Michael Douglas is back as Gordon Gekko, the Redskins have a good football team, and banks are increasingly looking to snap up weaker banks to grow stronger. Who are the big merger players and what are they up to?

Let’s set the stage. With the failure of Bradenton, Fla.-based Horizon Bank, that’s a total of 119 bank failures in the U.S. in 2010 — the highest amount since 1992. The Federal Deposit Insurance Corp. says another 829 banks are on its “troubled bank list” as of Aug. 31. So right up front there’s a burgeoning list of troubled banks — and soon-to-be-troubled banks — that could be takeover targets.

First on our list of buyers is PNC Bank (Stock Quote: PNC). The Pittsburgh-based bank is in what bank merger watchers call the "sweet spot" — big enough to throw its weight around and grab smaller, weaker banks, but not so big that it falls under the watchful eye of Uncle Sam, who has strict regulations on what mega-banks can and cannot do in terms of merger activity. Big banks like Bank of America (Stock Quote: BAC), JPMorgan (Stock Quote: JPM) and Wells Fargo (Stock Quote: WFC) each own 10% of total U.S. bank assets, making them ineligible to grow any larger under statutes laid out by the federal government.

But not PNC. A big regional bank like PNC is primed to swoop in and pick up the growing number of banks suffering depressed market values thanks to the sour economy and tight credit market. The consulting firm Keefe, Bruyette & Woods, Inc. says banks like KeyCorp, SunTrust Bank, and Regions Financial Corp. could be pick-off targets for PNC, and other big regional banks like U.S. Bank (Stock Quote: USB).

“Those companies have the luxury of looking at anything, says New York-based KBW analyst Christopher McGratty. “Acquirers are more likely to strike than they were last year now that the industry has stabilized. If you feel you have a fair assessment of what your own assets are worth, you feel better about looking at others.”

PNC has already acquired National City Corp., and absorbed the bank into its branch system this past summer. And U.S. Bank bought 10 banks in the past two years. As bank reform comes into play, and more banks wrestle with declining revenues, tougher regulations, and stronger capital requirements, we can expect more banks to put “for sale” signs outside their doors.

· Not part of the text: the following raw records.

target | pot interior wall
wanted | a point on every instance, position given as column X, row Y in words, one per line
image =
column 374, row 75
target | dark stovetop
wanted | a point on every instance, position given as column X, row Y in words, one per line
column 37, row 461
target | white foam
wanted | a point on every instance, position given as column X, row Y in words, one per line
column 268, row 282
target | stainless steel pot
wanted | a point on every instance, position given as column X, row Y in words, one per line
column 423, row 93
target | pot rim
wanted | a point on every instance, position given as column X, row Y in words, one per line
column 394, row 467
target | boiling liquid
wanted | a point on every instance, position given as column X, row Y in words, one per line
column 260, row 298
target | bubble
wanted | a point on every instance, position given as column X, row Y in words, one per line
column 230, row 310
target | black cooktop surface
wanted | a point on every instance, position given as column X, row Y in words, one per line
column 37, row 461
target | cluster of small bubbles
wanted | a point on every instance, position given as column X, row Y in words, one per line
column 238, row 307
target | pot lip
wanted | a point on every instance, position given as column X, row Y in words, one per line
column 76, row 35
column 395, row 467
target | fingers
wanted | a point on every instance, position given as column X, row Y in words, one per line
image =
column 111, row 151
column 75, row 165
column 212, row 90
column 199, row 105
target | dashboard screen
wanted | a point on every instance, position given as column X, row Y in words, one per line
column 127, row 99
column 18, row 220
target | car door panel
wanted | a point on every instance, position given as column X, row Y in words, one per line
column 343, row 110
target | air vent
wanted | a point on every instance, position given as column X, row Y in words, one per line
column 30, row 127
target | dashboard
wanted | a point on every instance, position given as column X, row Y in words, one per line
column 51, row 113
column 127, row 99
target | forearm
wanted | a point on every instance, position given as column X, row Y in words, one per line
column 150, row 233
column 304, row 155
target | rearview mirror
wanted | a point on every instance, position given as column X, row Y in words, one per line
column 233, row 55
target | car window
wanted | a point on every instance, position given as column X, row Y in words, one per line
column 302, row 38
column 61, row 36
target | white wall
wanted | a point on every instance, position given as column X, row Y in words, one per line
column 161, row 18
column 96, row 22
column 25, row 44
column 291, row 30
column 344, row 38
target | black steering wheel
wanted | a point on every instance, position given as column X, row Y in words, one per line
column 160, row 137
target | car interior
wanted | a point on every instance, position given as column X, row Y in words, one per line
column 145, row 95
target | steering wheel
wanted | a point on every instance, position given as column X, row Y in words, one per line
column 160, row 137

And they may not have a choice: “A key board consideration is likely to be whether earnings headwinds will remain too intense and preclude the bank from earning an acceptable return above its costs of capital," KBW’s McGratty wrote in a June 2010 research report. "If so, we believe this is likely to spark conversations about maintaining independence."

Under those circumstances, survival, or at least some form of it, may trump independence for a growing number of banks.